With a 47% response rate (71 EDs in total), the survey found:
• 88.7% (63 total) reported that their hospital’s major incident plan required them to clear the ED but only six (9.5%) of the 63 thought this was achievable
• 100% of respondents said their ED experienced crowding, with 53.5% (38) saying their ED was crowded more than 75% of the time
• 5% (11 total) were confident that their ED could adequately respond to a major incident.
Dr Adrian Boyle, President of the RCEM says: “Just this week we have seen how sorely unprepared the health system is to deal with events as predictable as a surge in flu and cold weather.”
During the recent cold spell, up to 20 hospitals declared critical incidents due to the exceptionally high workloads within A&E departments amid a surge in flu cases.
A&E data released by NHS England on January 9 shows more than 1.4m attendances to major EDs in December 2024 – that’s the second highest number of attendances on record for the month of December. It further shows that 166,989 patients waited for 12 hours or more in major EDs. RCEM points out that is more than a 10% increase compared to November, as well as December 2023.

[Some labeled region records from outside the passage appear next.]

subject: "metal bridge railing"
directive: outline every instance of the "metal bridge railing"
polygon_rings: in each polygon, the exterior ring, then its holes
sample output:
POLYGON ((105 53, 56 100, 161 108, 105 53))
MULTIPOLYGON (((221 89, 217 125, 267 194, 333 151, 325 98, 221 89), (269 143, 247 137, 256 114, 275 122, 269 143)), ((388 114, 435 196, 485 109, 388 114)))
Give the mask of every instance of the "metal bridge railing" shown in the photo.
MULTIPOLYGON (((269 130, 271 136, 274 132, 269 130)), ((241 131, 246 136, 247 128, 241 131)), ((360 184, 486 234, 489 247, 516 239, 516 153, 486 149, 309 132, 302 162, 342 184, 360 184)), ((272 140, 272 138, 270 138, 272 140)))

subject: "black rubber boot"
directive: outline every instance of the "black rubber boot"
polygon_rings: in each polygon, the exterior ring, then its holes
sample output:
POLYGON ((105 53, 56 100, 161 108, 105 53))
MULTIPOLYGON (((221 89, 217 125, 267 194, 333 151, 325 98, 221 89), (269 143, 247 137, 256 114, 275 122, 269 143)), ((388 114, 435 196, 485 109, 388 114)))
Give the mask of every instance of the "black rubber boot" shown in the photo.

“If hospitals currently don’t have capacity to deliver safe emergency care on a normal day – how can we expect them to respond to a major incident?” Dr Boyle continues.
“While the results of this survey are sobering reading, they sadly come as no surprise to anyone that has worked in or attended an Emergency Department in the last few years. Overcrowded A&Es, burnt-out doctors and nurses forced to deliver care to people in corridors – this is now the norm.”
RCEM has campaigned extensively about the dangers of long A&E waits, particularly for the elderly and vulnerable, and the increased risk of avoidable they bring. “This survey shows another danger of the fragility of the current system,” Dr Boyle continues. “That in the event of a major incident it is reasonable to believe that hospitals would struggle to cope because they are too full.”